There are multiple aspects to the relationship between diet and diabetes. On the one hand, anyone with diabetes will need to take extra care with diet in order to help maintain the proper glucose level. On the other, those who don’t have diabetes – but have a genetic and/or environmental or lifestyle disposition to develop it – can help stave off the disease in part through good dietary choices.
It isn’t the case, for example, that eating sugary foods leads to diabetes. The causes of the disease are complex and not fully understood. But what is known shows that there is both a genetic and many possible environmental factors. Only part of that is the amount of sugar ingested.
Nevertheless, it’s true that those with a high sugar diet will tend to be overweight (as measured, in part, by a BMI over 27) and therefore are at greater risk for developing Type 2 diabetes. That’s particularly true for those who tend to carry that extra weight around the waist.
As such, a diet that is generally healthy for everyone is the same diet that will help stave off diabetes, or lessen its effects for those who already have the disease.
A diet that contains the proper amounts of vegetables, fruits and whole grains, as well as good protein sources, is helpful for everyone, including the diabetic. Fat itself isn’t to be totally excluded, but should be consumed in moderation.
Fat gets a bad reputation because (a) it’s over twice as high in calories than other foods (9 calories per gram as opposed to 4) and, (b) there are certain fats that are less healthy than others (transfats as opposed to healthier unsaturated fats). A certain amount is essential for good health.
While a diabetic should be prepared at all times to consume a snack or bar that will help stabilize glucose at the right level, in general it’s helpful to establish a routine. That makes it easier to monitor glucose level and to predict what it is likely to be when you’re not watching it. That also helps smooth out the level of glucose in the blood over time. Spikes or dips are to be avoided.

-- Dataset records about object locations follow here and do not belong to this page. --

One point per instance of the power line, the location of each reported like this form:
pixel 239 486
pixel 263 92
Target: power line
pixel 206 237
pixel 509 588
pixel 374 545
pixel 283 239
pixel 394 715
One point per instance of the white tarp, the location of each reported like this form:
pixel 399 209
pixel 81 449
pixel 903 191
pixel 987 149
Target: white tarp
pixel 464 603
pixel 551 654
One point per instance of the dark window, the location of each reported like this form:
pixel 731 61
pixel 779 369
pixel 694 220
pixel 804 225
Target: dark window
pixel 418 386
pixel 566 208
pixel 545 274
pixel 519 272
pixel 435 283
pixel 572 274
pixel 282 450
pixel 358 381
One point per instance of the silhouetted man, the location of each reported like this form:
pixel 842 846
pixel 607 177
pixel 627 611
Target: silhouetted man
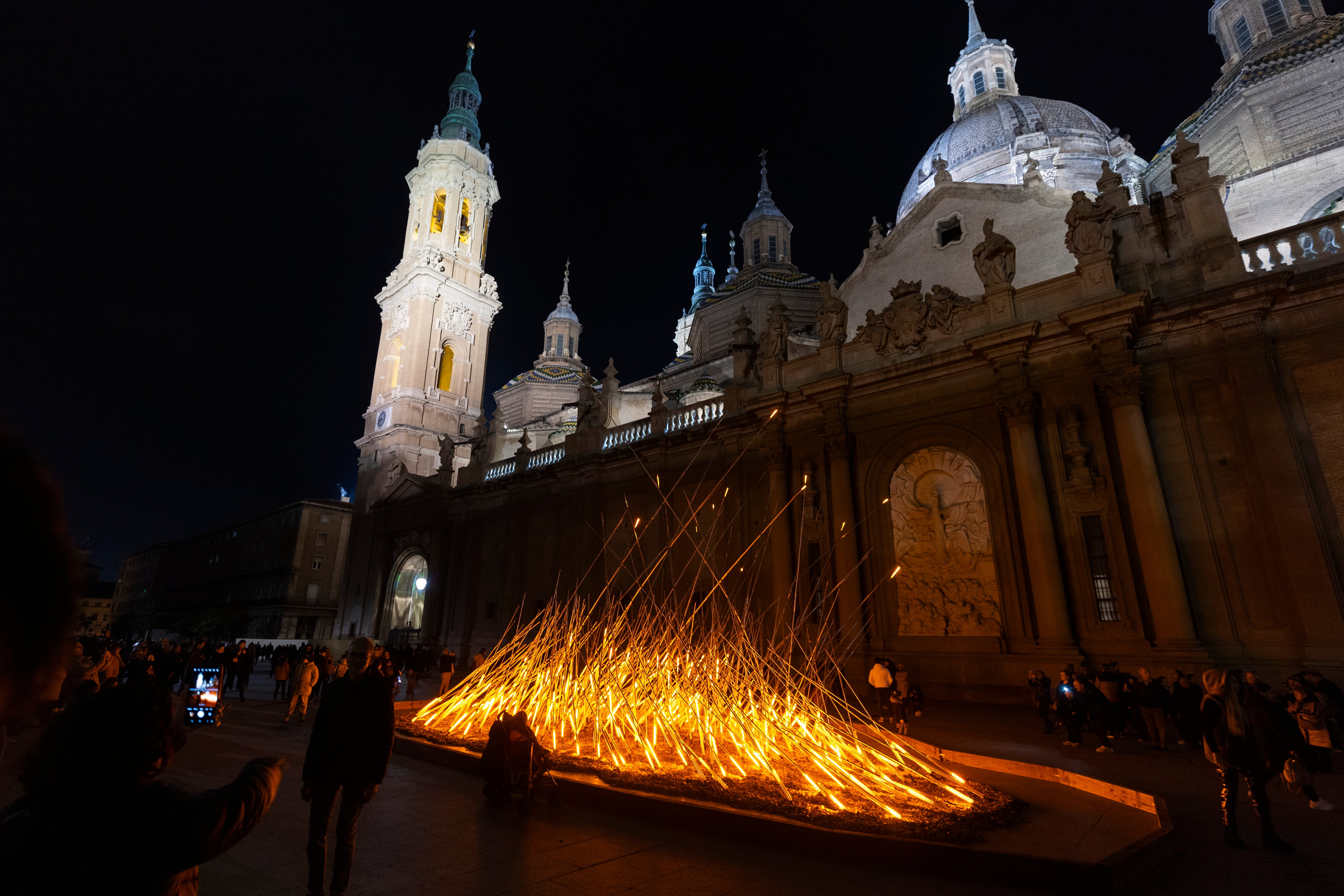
pixel 347 754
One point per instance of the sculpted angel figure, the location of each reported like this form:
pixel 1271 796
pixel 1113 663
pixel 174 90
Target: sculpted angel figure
pixel 1089 226
pixel 996 259
pixel 832 316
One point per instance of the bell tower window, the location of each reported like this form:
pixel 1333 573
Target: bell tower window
pixel 445 370
pixel 436 222
pixel 464 222
pixel 1275 17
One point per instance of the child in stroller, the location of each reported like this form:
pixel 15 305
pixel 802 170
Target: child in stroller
pixel 514 761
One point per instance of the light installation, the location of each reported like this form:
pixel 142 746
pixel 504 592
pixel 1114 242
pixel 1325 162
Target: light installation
pixel 694 686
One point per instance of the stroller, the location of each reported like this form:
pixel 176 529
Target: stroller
pixel 515 764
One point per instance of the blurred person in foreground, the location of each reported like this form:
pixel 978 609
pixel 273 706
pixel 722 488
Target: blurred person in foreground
pixel 38 602
pixel 116 743
pixel 347 754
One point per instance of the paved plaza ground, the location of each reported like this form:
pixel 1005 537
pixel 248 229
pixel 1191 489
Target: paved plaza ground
pixel 431 832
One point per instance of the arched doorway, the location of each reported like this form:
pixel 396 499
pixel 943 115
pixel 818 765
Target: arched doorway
pixel 408 598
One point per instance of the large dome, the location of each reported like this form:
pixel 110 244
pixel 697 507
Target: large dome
pixel 980 146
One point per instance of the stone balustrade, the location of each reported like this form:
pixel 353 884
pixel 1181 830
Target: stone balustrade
pixel 1303 244
pixel 628 435
pixel 501 469
pixel 546 457
pixel 685 418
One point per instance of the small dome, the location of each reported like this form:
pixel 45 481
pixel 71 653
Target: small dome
pixel 982 142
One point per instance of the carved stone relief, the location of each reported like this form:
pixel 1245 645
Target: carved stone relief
pixel 947 583
pixel 904 324
pixel 456 319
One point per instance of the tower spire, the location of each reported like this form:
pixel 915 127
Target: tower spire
pixel 975 34
pixel 703 272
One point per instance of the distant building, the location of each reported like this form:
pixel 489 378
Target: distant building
pixel 95 612
pixel 272 577
pixel 139 579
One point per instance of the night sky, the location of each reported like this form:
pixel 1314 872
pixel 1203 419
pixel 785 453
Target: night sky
pixel 205 198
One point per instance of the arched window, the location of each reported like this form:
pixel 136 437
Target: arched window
pixel 436 222
pixel 445 370
pixel 409 593
pixel 464 222
pixel 1242 33
pixel 1275 17
pixel 394 377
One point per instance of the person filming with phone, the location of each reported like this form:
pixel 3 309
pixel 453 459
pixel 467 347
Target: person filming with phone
pixel 347 754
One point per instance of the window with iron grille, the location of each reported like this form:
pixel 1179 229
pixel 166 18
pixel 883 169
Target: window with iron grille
pixel 1099 566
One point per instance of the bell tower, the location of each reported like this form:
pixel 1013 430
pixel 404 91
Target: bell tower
pixel 437 308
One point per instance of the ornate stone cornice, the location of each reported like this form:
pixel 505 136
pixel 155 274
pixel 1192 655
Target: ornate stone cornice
pixel 1018 409
pixel 1123 388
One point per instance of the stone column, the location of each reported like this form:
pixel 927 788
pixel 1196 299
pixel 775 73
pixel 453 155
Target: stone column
pixel 1174 626
pixel 849 596
pixel 780 610
pixel 1048 582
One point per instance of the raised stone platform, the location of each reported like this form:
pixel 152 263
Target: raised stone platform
pixel 1077 833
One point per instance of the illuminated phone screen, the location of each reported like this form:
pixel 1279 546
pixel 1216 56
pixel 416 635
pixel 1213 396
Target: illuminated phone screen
pixel 203 696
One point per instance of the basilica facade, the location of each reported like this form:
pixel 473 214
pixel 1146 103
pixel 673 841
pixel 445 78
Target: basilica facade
pixel 1072 405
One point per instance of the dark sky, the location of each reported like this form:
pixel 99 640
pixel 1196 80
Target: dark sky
pixel 205 198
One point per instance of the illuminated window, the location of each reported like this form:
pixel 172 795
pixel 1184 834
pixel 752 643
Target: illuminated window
pixel 445 370
pixel 464 222
pixel 396 374
pixel 1275 17
pixel 1099 566
pixel 409 593
pixel 436 222
pixel 1244 34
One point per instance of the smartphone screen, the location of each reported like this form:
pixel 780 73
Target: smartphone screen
pixel 203 696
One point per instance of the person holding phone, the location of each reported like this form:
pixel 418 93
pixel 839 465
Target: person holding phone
pixel 347 755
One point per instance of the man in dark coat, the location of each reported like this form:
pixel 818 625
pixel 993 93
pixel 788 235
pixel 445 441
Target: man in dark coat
pixel 347 754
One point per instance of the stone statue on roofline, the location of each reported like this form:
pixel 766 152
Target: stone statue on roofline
pixel 1089 228
pixel 775 342
pixel 832 316
pixel 996 259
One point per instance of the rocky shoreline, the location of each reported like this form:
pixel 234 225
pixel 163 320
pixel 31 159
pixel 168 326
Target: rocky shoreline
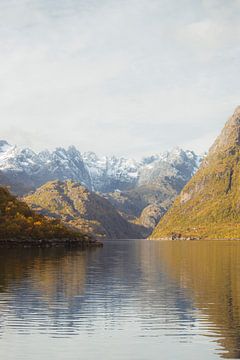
pixel 69 243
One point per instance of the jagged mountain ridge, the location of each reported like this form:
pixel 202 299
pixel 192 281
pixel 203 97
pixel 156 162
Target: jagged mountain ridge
pixel 208 206
pixel 30 170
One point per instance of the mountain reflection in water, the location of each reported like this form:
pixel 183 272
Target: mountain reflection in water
pixel 130 300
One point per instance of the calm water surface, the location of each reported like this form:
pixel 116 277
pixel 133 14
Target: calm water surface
pixel 131 300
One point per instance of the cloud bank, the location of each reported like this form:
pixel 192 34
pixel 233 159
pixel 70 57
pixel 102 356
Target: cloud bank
pixel 118 77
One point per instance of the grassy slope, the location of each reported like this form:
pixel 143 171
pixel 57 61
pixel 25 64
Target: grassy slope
pixel 209 205
pixel 76 206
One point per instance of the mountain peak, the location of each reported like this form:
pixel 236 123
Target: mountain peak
pixel 208 206
pixel 4 145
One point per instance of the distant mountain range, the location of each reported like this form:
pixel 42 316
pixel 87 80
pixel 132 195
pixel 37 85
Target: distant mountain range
pixel 103 174
pixel 140 191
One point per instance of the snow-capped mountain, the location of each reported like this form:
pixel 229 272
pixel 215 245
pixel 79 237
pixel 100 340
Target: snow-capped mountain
pixel 178 165
pixel 111 173
pixel 102 174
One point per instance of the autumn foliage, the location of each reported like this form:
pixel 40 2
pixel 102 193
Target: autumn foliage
pixel 18 221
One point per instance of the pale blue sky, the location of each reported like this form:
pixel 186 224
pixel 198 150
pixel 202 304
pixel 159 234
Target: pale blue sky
pixel 118 77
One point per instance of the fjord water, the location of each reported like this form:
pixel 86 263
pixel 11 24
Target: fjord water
pixel 131 300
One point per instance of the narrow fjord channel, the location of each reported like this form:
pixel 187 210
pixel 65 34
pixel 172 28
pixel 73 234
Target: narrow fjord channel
pixel 131 300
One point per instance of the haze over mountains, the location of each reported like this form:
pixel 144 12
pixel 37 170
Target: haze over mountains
pixel 208 206
pixel 140 192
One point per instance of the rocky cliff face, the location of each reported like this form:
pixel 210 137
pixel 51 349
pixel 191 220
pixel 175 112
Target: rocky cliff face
pixel 81 209
pixel 105 174
pixel 208 206
pixel 129 185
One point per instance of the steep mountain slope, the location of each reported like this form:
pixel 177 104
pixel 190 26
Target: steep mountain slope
pixel 24 170
pixel 27 170
pixel 160 180
pixel 82 209
pixel 111 173
pixel 209 205
pixel 18 222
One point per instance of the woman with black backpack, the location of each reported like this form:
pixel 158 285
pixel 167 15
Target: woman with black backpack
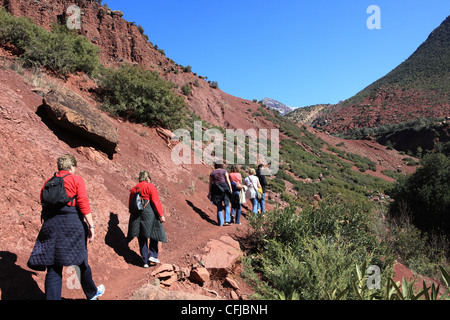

Those with diabetes who also want to reduce weight or body fat need to take extra care. After consulting a physician to establish a good diet for their particular circumstances, counting carbohydrates will need to become a regular routine. Most carbohydrates are what the body breaks down to produce glucose. That has a direct effect on the glucose-insulin balance so important for keeping diabetes under control.
While protein or fat consumption doesn’t directly determine the amount of insulin needed, these too should be consumed in carefully regulated quantities. Excess consumption can make anyone overweight and the diabetic is more negatively affected if that occurs than others.
Consistency is key. Establish a healthy diet plan for your individual circumstances and stick to it, making gradual adjustments as needed. In the long term, it will help minimize any problems associated with diabetes to the maximum extent possible.